Sabrina Roubache secrétaire d’État · RE #258

La loi de 2004 ne porte pas atteinte à la liberté de conscience – vous le savez parfaitement, mais cela va toujours mieux en le disant. Elle n’interdit pas les signes religieux ostentatoires mais la manifestation ostensible d’une appartenance religieuse ; elle est subtile, c’est là tout son intérêt. Elle n’est ni discriminante ni excluante : les élèves refusant de s’y soumettre s’excluent eux-mêmes de l’école. Je l’avais dit, je le répète.Le fait que le voile soit pour vous un signe à la fois religieux et politique pose problème. Certaines jeunes femmes portent le voile sans appartenir – allons droit au but– à la mouvance frériste. Il est curieux de faire un tel amalgame. Tout le monde connaît ma position très ferme sur la laïcité.

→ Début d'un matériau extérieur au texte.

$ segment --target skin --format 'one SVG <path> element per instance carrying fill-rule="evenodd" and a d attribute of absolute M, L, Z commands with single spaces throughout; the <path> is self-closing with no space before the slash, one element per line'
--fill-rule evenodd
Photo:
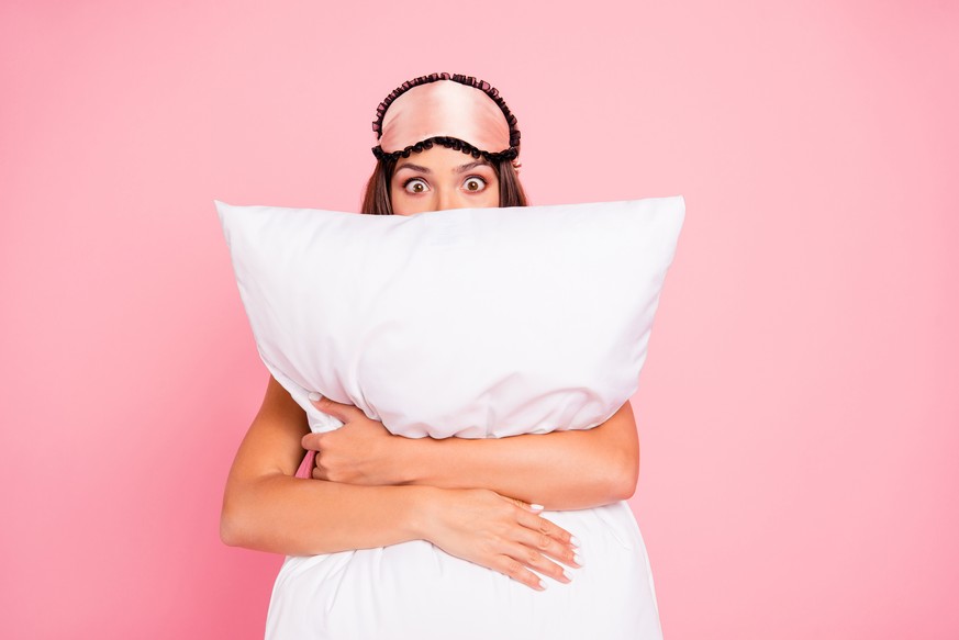
<path fill-rule="evenodd" d="M 399 215 L 499 204 L 491 166 L 439 146 L 398 162 L 390 190 Z M 539 515 L 544 506 L 599 506 L 635 491 L 628 402 L 590 430 L 486 440 L 403 438 L 357 407 L 314 404 L 344 426 L 310 434 L 270 378 L 227 478 L 225 543 L 309 555 L 428 540 L 543 590 L 539 574 L 569 582 L 561 565 L 581 565 L 578 541 Z M 319 451 L 313 479 L 294 478 L 308 449 Z"/>

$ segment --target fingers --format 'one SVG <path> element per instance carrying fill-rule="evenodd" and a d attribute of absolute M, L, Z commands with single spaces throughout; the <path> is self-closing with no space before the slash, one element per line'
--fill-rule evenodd
<path fill-rule="evenodd" d="M 543 518 L 538 519 L 540 520 L 538 528 L 536 524 L 524 526 L 517 536 L 517 542 L 526 549 L 535 551 L 535 554 L 531 554 L 531 558 L 535 558 L 538 564 L 529 564 L 529 566 L 533 566 L 537 571 L 539 571 L 540 565 L 546 566 L 548 571 L 545 571 L 544 573 L 555 580 L 564 582 L 560 575 L 569 576 L 564 573 L 562 568 L 549 562 L 548 560 L 543 563 L 537 555 L 548 555 L 554 560 L 562 562 L 567 566 L 579 569 L 582 566 L 582 561 L 578 553 L 579 548 L 570 542 L 561 542 L 557 538 L 550 536 L 547 532 L 547 525 L 551 525 L 551 523 Z M 553 526 L 555 527 L 556 525 Z"/>
<path fill-rule="evenodd" d="M 322 396 L 319 393 L 310 393 L 310 404 L 322 411 L 324 414 L 331 415 L 343 424 L 350 422 L 359 416 L 366 416 L 359 407 L 352 404 L 343 404 L 334 402 L 328 397 Z"/>

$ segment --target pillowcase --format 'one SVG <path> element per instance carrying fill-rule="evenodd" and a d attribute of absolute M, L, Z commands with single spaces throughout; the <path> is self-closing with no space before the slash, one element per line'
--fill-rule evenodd
<path fill-rule="evenodd" d="M 636 391 L 681 197 L 400 215 L 215 202 L 257 349 L 393 434 L 587 429 Z"/>

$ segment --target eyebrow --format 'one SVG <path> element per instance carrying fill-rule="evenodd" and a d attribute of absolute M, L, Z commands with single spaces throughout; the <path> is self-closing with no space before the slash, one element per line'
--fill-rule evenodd
<path fill-rule="evenodd" d="M 472 162 L 467 162 L 466 165 L 460 165 L 459 167 L 454 167 L 453 172 L 454 173 L 464 173 L 464 172 L 469 171 L 470 169 L 475 169 L 477 167 L 491 167 L 491 166 L 492 165 L 490 165 L 486 160 L 473 160 Z M 431 175 L 433 173 L 433 171 L 427 169 L 426 167 L 424 167 L 422 165 L 414 165 L 413 162 L 406 162 L 405 165 L 397 167 L 397 171 L 400 171 L 402 169 L 410 169 L 412 171 L 420 171 L 421 173 L 431 173 Z"/>

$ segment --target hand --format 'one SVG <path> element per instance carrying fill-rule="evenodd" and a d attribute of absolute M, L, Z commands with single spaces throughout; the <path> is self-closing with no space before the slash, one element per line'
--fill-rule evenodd
<path fill-rule="evenodd" d="M 569 531 L 538 515 L 543 507 L 504 497 L 486 489 L 436 489 L 427 506 L 424 537 L 464 560 L 505 574 L 536 591 L 538 575 L 562 583 L 569 574 L 556 562 L 581 566 L 578 541 Z"/>
<path fill-rule="evenodd" d="M 304 449 L 316 451 L 313 478 L 348 484 L 402 484 L 398 463 L 404 441 L 361 409 L 328 397 L 311 401 L 313 406 L 339 419 L 343 426 L 325 434 L 306 434 Z"/>

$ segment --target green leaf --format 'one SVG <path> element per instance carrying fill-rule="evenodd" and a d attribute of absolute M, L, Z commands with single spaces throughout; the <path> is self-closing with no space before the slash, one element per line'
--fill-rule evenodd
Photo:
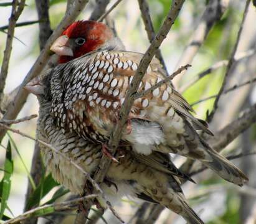
<path fill-rule="evenodd" d="M 7 207 L 7 200 L 8 200 L 11 191 L 11 177 L 13 173 L 13 161 L 12 159 L 12 149 L 10 141 L 6 149 L 6 159 L 4 161 L 4 177 L 0 184 L 0 197 L 1 197 L 1 209 L 0 209 L 0 220 L 2 220 L 4 212 Z"/>
<path fill-rule="evenodd" d="M 59 198 L 60 197 L 65 195 L 66 194 L 69 193 L 69 190 L 65 189 L 64 187 L 60 187 L 56 192 L 54 193 L 52 198 L 49 201 L 45 202 L 44 205 L 50 204 L 54 203 L 57 199 Z"/>
<path fill-rule="evenodd" d="M 11 141 L 11 142 L 12 145 L 13 146 L 13 147 L 14 147 L 15 151 L 16 151 L 16 152 L 17 152 L 17 155 L 18 155 L 18 156 L 19 156 L 19 159 L 21 159 L 21 162 L 22 162 L 24 167 L 25 168 L 26 172 L 27 173 L 27 175 L 29 177 L 29 182 L 30 182 L 31 184 L 31 186 L 32 186 L 33 190 L 36 190 L 36 184 L 35 184 L 35 182 L 34 182 L 33 178 L 32 177 L 32 176 L 31 176 L 31 174 L 30 174 L 30 172 L 29 172 L 29 169 L 28 169 L 27 167 L 26 167 L 26 164 L 25 164 L 25 162 L 24 162 L 23 159 L 22 159 L 22 157 L 21 157 L 21 154 L 19 153 L 19 149 L 18 149 L 18 148 L 17 148 L 17 145 L 16 145 L 16 144 L 15 143 L 14 141 L 12 139 L 12 137 L 11 136 L 11 135 L 10 135 L 8 133 L 7 133 L 7 136 L 8 136 L 8 137 L 9 137 L 9 139 L 10 141 Z"/>
<path fill-rule="evenodd" d="M 51 174 L 41 179 L 40 184 L 32 194 L 26 206 L 26 210 L 31 209 L 39 204 L 40 200 L 45 196 L 54 187 L 59 185 L 52 178 Z"/>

On connaît votre position !

Sabrina Roubache secrétaire d’État · RE #261

Il est dangereux de considérer le voile comme un signe politique. Il atteste une appartenance religieuse ; porté dans des lieux où il est interdit, notamment à l’école, il devient ostentatoire. Par ailleurs, je crois comprendre – je n’ai pas suivi cette affaire de près – que vous reprochez au maire des Lilas d’avoir reçu des jeunes filles voilées ?

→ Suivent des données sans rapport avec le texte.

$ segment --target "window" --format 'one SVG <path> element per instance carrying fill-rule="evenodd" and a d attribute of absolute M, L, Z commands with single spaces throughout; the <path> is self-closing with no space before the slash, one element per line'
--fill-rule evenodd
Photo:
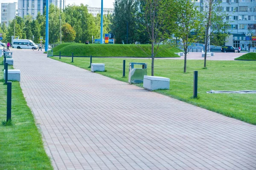
<path fill-rule="evenodd" d="M 230 25 L 230 29 L 235 29 L 236 27 L 236 25 Z"/>
<path fill-rule="evenodd" d="M 233 46 L 235 48 L 239 48 L 240 46 L 240 41 L 233 41 Z"/>
<path fill-rule="evenodd" d="M 240 6 L 239 7 L 239 11 L 247 11 L 248 6 Z"/>
<path fill-rule="evenodd" d="M 248 16 L 248 20 L 254 20 L 254 16 L 249 15 Z"/>
<path fill-rule="evenodd" d="M 248 29 L 256 29 L 256 24 L 248 24 Z"/>
<path fill-rule="evenodd" d="M 239 24 L 239 29 L 247 29 L 247 26 L 246 24 L 244 23 L 241 23 Z"/>
<path fill-rule="evenodd" d="M 230 16 L 229 20 L 238 20 L 238 17 L 237 16 Z"/>
<path fill-rule="evenodd" d="M 240 15 L 238 17 L 239 20 L 247 20 L 248 19 L 248 15 Z"/>

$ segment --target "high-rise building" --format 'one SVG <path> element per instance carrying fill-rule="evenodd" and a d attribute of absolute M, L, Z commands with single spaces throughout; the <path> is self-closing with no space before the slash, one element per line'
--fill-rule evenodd
<path fill-rule="evenodd" d="M 219 0 L 214 0 L 218 3 Z M 195 0 L 196 5 L 203 7 L 204 0 Z M 229 16 L 227 31 L 230 34 L 226 45 L 247 50 L 248 45 L 256 47 L 256 0 L 222 0 L 219 6 Z M 254 36 L 253 36 L 254 35 Z"/>
<path fill-rule="evenodd" d="M 18 14 L 18 3 L 1 3 L 1 23 L 4 23 L 6 26 Z"/>
<path fill-rule="evenodd" d="M 44 12 L 47 0 L 18 0 L 18 16 L 23 17 L 30 14 L 35 19 L 38 13 L 43 14 Z M 53 4 L 59 8 L 64 9 L 66 0 L 49 0 L 49 5 Z"/>
<path fill-rule="evenodd" d="M 101 13 L 101 8 L 88 7 L 87 9 L 88 9 L 88 12 L 92 14 L 94 17 L 96 17 L 98 14 Z M 113 8 L 103 8 L 104 15 L 106 15 L 108 14 L 112 14 L 113 12 L 114 12 L 114 9 Z"/>

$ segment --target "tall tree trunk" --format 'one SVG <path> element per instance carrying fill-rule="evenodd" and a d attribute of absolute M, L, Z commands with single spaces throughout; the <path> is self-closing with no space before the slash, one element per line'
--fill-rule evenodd
<path fill-rule="evenodd" d="M 151 63 L 151 75 L 154 76 L 154 42 L 152 42 L 151 44 L 152 49 L 151 49 L 151 58 L 152 58 Z"/>
<path fill-rule="evenodd" d="M 206 56 L 207 55 L 207 47 L 208 46 L 208 31 L 209 27 L 206 27 L 206 32 L 205 33 L 205 44 L 204 45 L 204 67 L 206 67 Z"/>
<path fill-rule="evenodd" d="M 186 72 L 186 55 L 187 53 L 187 49 L 186 47 L 184 47 L 184 72 Z"/>

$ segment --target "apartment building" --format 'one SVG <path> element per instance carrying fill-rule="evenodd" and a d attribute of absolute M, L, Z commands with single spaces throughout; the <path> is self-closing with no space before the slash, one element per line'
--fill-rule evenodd
<path fill-rule="evenodd" d="M 203 0 L 197 0 L 196 5 L 203 7 Z M 227 31 L 230 35 L 226 45 L 244 50 L 249 44 L 256 48 L 256 0 L 222 0 L 220 7 L 229 14 L 223 20 L 230 24 Z"/>
<path fill-rule="evenodd" d="M 94 17 L 96 17 L 98 14 L 101 13 L 101 8 L 90 7 L 87 8 L 88 12 L 91 13 Z M 114 12 L 114 9 L 113 8 L 103 8 L 103 14 L 106 15 L 108 14 L 112 14 Z"/>
<path fill-rule="evenodd" d="M 30 14 L 35 19 L 38 12 L 43 14 L 44 12 L 47 0 L 18 0 L 18 16 L 23 17 Z M 59 8 L 64 9 L 66 0 L 48 0 L 49 5 L 53 4 Z"/>
<path fill-rule="evenodd" d="M 4 23 L 6 26 L 18 14 L 18 3 L 1 3 L 1 23 Z"/>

D’avoir créé un comité consultatif dans une mairie !

Sabrina Roubache secrétaire d’État · RE #263

Lors des sorties scolaires, la loi autorise les signes religieux. Vous pouvez n’être pas d’accord avec le fait que des mamans voilées accompagnent les enfants. Je fais la distinction entre l’enceinte de l’école, qui est un sanctuaire, et l’extérieur, et je ne peux commenter chaque décision des élus ; ils prennent leurs responsabilités.

C’était une provocation à l’adresse des camarades Socialistes !

La parole est à M. Jean-François Coulomme.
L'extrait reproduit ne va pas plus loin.